Attack Scenario	(Optional) Select an attack scenario from the drop-down list. A maximum of 10 attack scenarios can be selected.
Enterprise Project	Select the enterprise project to which the failure mode resource belongs from the drop-down list.
Application	Select the application to which the drill target belongs from the drop-down list.
Contingency Plan Available	This feature toggle can be enabled or disabled.
Contingency Plan Available	This parameter is mandatory when Contingency Plan Available is enabled. Select a contingency plan from the drop-down list. If no best-fit contingency plans are available, create one. For details, see Creating a Custom Contingency Plan.
Occurrence Conditions	Enter the conditions under which the fault may occur. The value can contain a maximum of 1,024 characters.
Fault Symptom	Enter the possible service symptom when the fault occurs. The value can contain a maximum of 1,024 characters.
Impact on Customer	Failure impact on customers. The value can contain a maximum of 1,024 characters.

Click OK.

The failure mode is created.

Cloning a Failure Mode

Only excellent failure modes can be cloned. For details about the excellent failure modes, see pre-defined failure modes on COC.

Log in to COC.
In the navigation tree on the left, choose Resilience Center > Chaos Drills.
Choose Failure Modes > Excellent Failure Mode Cases.
Locate the failure mode you want to clone and click Clone in the Operation column.

Set parameters for cloning a failure mode.

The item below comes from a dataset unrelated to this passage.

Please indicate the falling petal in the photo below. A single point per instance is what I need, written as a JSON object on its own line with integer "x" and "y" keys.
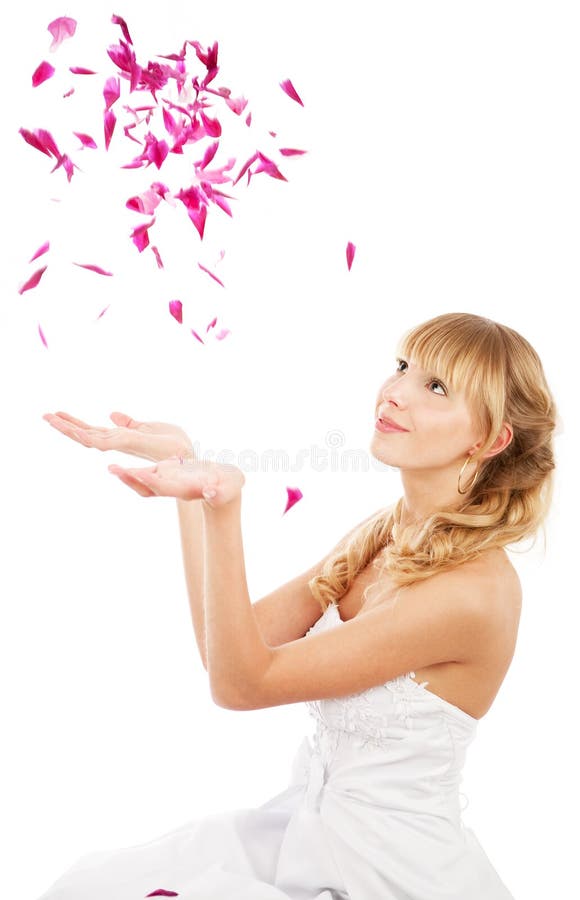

**Table 2** Parameters for cloning a failure mode
Parameter	Description
Failure Mode	Custom failure mode name
Scenario Category	The options are Node, Cluster, Network, DR, Container, and Service and Data. Node: The CPU or memory of the host is overloaded, or the process is faulty. As a result, services are abnormal, for example, the CPU or memory is overloaded, or the process status is abnormal. Cluster: Simulate abnormal scenarios by increasing the pressure or performing an active/standby cluster switchover, for example, increasing the pressure of the container cluster and performing an active/standby switchover in the database cluster. Network: Inject network faults to hosts or clusters to verify the DR capability of your service. Such faults include packet loss, network latency, and intermittent disconnection at the link layer. DR: Simulate inter-region network exceptions or service unavailability in a single region to verify the self-recovery capabilities of services. Container: Simulate process and resource faults and network attacks on container instances, such as CPU and memory pressure increase, network attacks, system OOM, or process killing. Service and data: Simulate service exceptions caused by database or file exceptions. Such faults include packet loss, network latency, and intermittent disconnection at the link layer.
Incident Level	The options are P1, P2, P3, P4, and P5. By default, P1 incidents are the most critical, while P5 incidents are the least severe.
Source	The options are Failure modes detected proactively and Existing failure modes. Proactive analysis: Proactively analyze risks in the application architecture and running environment to form a failure mode. Existing faults: A failure mode is formed based on the analysis of existing faults and incidents.
Alarm ID	(Optional) ID of the alarm that is triggered when a fault occurs.
Attack Scenario	(Optional) Select an attack scenario from the drop-down list. A maximum of 10 attack scenarios can be selected.
Enterprise Project	Select the enterprise project to which the failure mode resource belongs from the drop-down list.
Application	Select the application to which the drill target belongs from the drop-down list.
Contingency Plan Available	This feature toggle can be enabled or disabled.
Contingency Plan Available	This parameter is mandatory when Contingency Plan Available is enabled. Select a contingency plan from the drop-down list. If no best-fit contingency plans are available, create one. For details, see Creating a Custom Contingency Plan.
Occurrence Conditions	Enter the conditions under which the fault may occur. The value can contain 1 to 1,024 characters.
Fault Symptom	Enter the possible service symptom when the fault occurs. The value can contain 1 to 1,024 characters.
Impact on Customer	Failure impact on customers. The value can contain 0 to 1,024 characters.